Tiny Tina’s Wonderlands
Developer Gearbox Software
Publisher 2K Games
Format PC (tested), PS4, PS5, Xbox One, Xbox Series
Release Out now
BOXED IN
The greatest foe you face in Tiny Tina’s Wonderlands is, as ever, the dreaded Borderlands inventory limit. We’ve heard the arguments for capping inventories: working out what to keep is part of the challenge, if not the fun. But in a game defined by its indiscriminate loot drops, capping the inventory has always felt rather meanspirited. It’s past time that Gearbox found another way of motivating players to keep their enormous arsenals in order. As in previous games, any dropped rare items you miss are invisibly transported to a lostand-found locker in the world’s hub area, but this also has a cap.

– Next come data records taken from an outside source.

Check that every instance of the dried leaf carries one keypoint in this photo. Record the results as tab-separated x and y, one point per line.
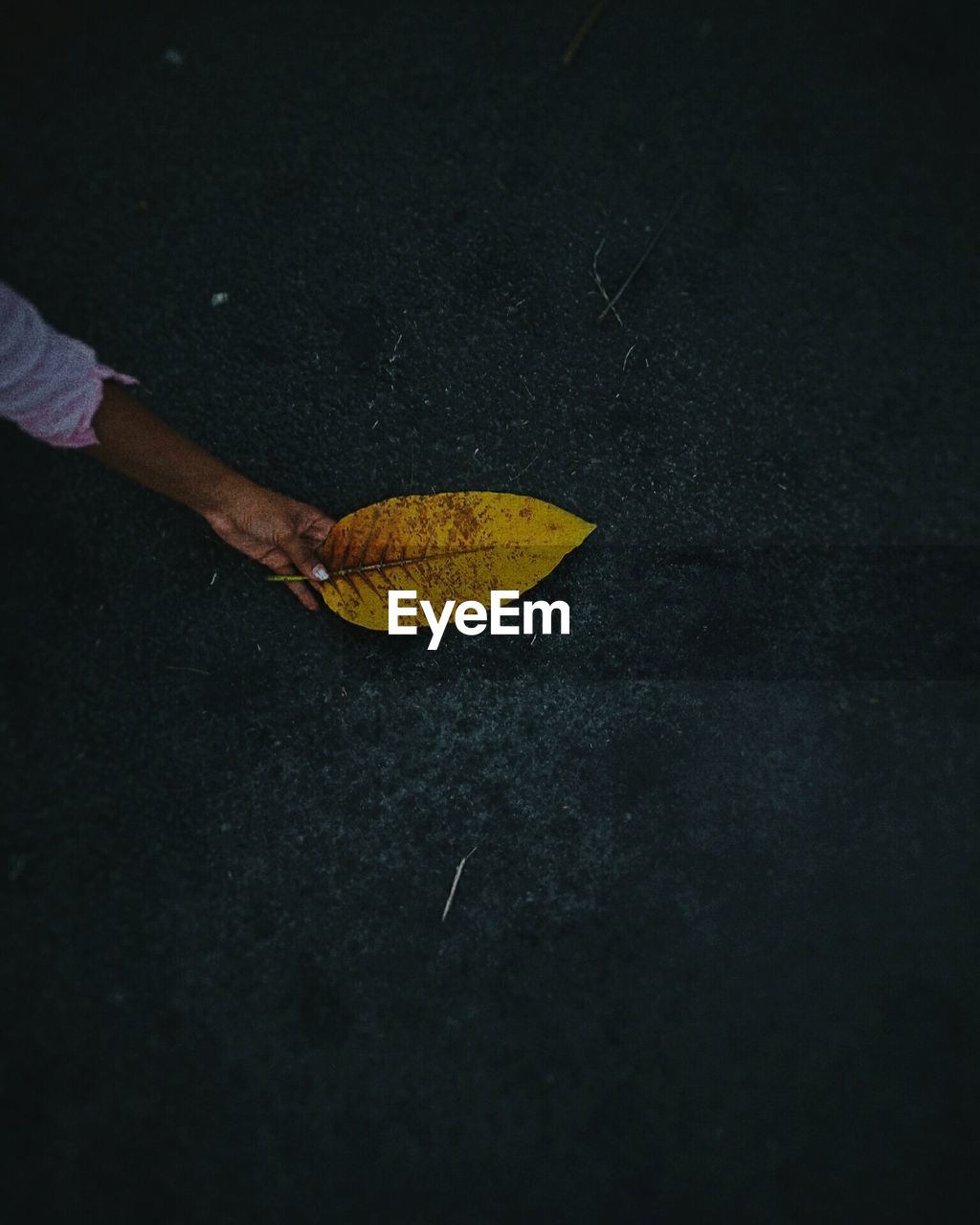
444	546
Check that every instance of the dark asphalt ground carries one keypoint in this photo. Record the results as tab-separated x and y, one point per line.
714	956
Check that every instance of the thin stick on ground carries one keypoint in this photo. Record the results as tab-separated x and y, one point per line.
581	34
455	882
612	304
598	280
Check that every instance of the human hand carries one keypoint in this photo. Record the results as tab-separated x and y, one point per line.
277	530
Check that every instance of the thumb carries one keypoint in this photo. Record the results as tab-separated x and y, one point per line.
304	558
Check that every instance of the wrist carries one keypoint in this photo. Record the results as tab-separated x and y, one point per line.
221	500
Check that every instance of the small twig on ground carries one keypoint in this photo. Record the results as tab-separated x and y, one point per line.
455	882
598	280
642	260
581	34
528	463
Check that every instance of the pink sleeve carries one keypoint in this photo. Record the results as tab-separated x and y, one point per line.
51	385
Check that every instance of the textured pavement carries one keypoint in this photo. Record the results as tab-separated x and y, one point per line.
714	954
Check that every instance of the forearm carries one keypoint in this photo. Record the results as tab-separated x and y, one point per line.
138	444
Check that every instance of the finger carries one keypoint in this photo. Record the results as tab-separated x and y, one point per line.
315	521
305	559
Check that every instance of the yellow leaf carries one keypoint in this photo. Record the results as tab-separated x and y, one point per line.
444	546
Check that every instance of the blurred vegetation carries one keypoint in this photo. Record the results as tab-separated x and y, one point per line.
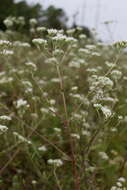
51	17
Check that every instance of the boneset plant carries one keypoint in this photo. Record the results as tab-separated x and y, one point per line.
62	112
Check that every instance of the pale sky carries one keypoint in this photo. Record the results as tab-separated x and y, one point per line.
94	16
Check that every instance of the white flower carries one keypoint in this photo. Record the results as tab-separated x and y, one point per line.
5	42
52	31
3	128
31	65
103	155
33	21
122	179
55	162
106	111
58	130
42	148
8	22
21	103
39	41
7	52
21	138
116	75
4	117
74	135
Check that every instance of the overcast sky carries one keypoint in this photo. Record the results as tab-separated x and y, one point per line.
93	13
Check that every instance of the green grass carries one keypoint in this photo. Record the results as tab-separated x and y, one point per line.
66	103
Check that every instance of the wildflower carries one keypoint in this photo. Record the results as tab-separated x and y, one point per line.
122	179
42	148
5	117
116	75
3	128
31	65
39	41
33	21
21	103
106	111
58	130
41	29
7	52
8	22
55	162
103	155
21	138
74	135
5	42
52	31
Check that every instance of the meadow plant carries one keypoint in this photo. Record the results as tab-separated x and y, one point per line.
63	111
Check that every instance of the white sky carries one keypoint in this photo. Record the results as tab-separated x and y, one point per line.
93	16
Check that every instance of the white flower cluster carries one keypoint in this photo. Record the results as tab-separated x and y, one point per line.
105	110
101	82
75	135
5	118
55	162
103	155
42	148
119	184
21	138
5	42
3	129
39	41
21	103
31	66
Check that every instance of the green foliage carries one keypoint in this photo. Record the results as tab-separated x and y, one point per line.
63	114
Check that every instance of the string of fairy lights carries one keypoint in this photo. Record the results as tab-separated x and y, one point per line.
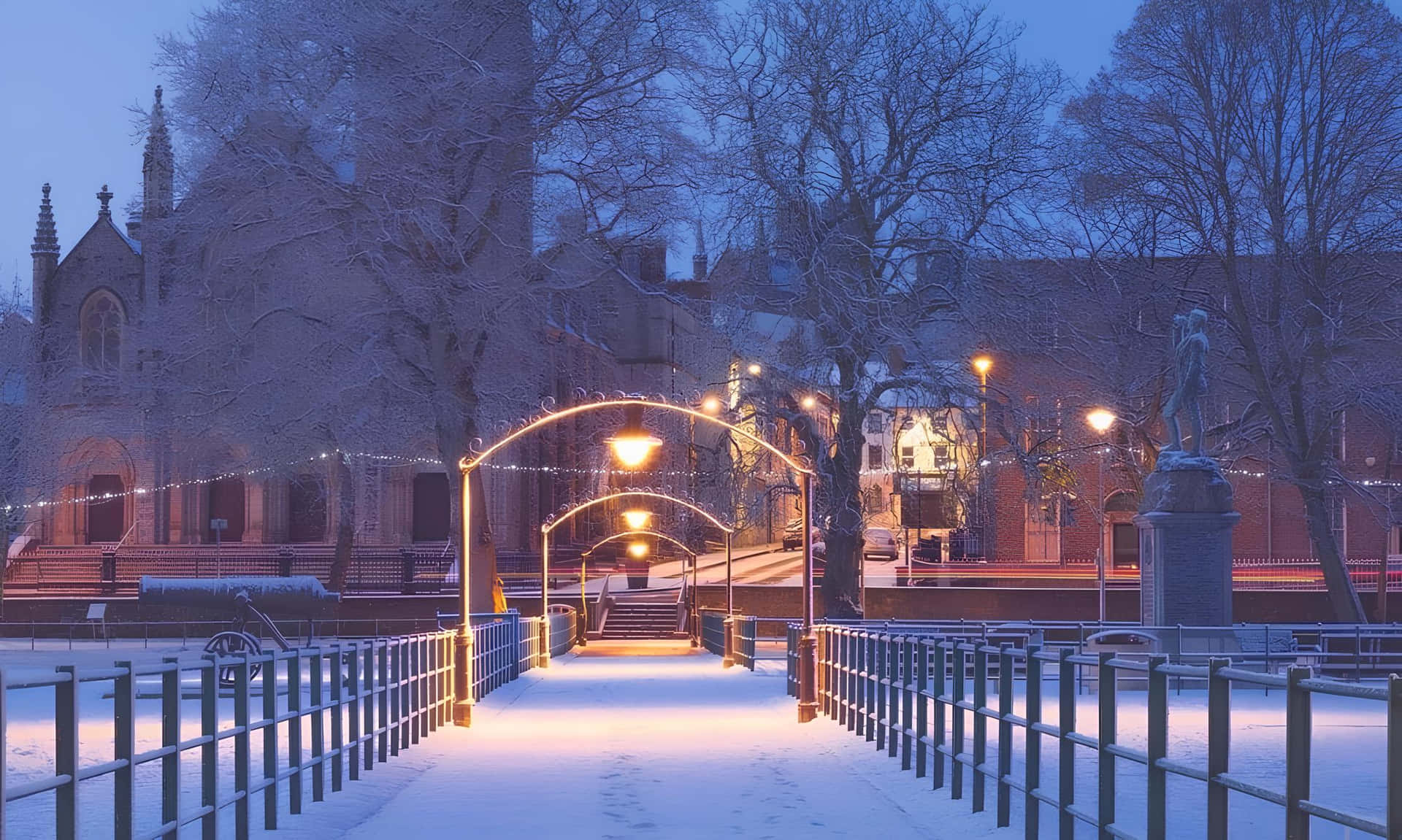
411	461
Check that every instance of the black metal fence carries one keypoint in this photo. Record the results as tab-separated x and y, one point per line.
926	698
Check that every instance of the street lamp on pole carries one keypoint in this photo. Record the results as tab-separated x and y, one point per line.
1101	421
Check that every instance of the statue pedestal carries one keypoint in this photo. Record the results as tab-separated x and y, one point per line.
1185	525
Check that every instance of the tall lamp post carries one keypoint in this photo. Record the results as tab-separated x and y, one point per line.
1101	421
631	447
981	365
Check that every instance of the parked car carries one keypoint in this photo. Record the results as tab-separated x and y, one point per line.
881	543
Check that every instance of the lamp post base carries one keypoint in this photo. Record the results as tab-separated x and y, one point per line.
806	678
463	680
728	658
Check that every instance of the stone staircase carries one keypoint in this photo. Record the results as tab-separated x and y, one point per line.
641	619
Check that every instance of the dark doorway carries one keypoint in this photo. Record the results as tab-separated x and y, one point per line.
226	501
107	517
431	508
307	509
1125	546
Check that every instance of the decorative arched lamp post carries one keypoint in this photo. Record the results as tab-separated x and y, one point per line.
463	644
649	494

Adding insult to injury are the game’s cosmetic outfits, which have to be stored in your inventory before you can actually unlock them.

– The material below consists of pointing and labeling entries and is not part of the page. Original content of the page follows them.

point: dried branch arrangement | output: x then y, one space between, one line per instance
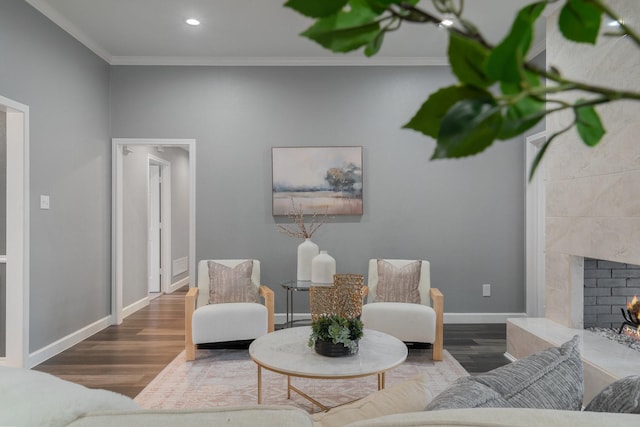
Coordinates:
302 231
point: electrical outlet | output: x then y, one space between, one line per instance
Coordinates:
44 202
486 290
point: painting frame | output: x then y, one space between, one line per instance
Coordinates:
319 179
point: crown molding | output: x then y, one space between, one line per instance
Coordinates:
66 25
278 61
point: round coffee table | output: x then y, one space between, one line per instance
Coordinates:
286 352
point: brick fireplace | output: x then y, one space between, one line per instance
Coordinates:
592 207
608 286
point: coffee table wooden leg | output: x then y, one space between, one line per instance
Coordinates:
259 384
380 380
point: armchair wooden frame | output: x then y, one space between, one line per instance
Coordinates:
438 306
190 307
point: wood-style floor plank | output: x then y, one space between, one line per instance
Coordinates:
125 358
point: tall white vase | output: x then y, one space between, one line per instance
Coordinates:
307 250
323 268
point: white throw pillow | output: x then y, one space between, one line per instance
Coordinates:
405 396
32 398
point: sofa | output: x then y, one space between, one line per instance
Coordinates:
544 389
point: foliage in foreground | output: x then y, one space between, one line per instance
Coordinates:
499 94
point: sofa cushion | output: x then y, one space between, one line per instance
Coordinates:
231 284
32 398
550 379
405 396
622 396
398 284
500 417
239 416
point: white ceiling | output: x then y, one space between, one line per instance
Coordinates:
248 32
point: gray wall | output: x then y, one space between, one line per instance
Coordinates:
67 89
135 177
465 216
3 232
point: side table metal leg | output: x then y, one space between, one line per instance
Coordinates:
259 384
287 324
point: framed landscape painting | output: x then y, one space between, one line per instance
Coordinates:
320 179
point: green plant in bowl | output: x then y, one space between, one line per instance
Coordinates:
338 330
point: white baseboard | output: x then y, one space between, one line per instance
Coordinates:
67 342
480 317
280 318
177 285
132 308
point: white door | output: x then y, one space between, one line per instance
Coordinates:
14 231
155 229
3 234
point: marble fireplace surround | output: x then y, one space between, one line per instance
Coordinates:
592 203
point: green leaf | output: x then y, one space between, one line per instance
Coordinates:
526 113
374 45
505 62
579 21
467 59
468 128
521 117
589 125
316 9
427 119
346 31
382 5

You don’t have to be a comedian to know that jokes are less funny the second time around, especially if you pad them out. So it proves with Tiny Tina’s Wonderlands, which builds a full game around the “what if your shooter happened inside a D&D game?” premise of Borderlands 2 DLC Assault On Dragon Keep. Playing as a nameless custom protagonist (among the first things you do is paint the model), you once again join Ashly Burch’s wasteland brat Tiny Tina for a round of Bunkers And Badasses after crash-landing near her lair. Your garrulous friends Frette and Valentine are relegated to the status of co-narrators after filling out their character creation sheets incorrectly. The result is a passable, sporadically heartfelt, often abrasive fantasy shooter that takes Borderlands nowhere we haven’t been before.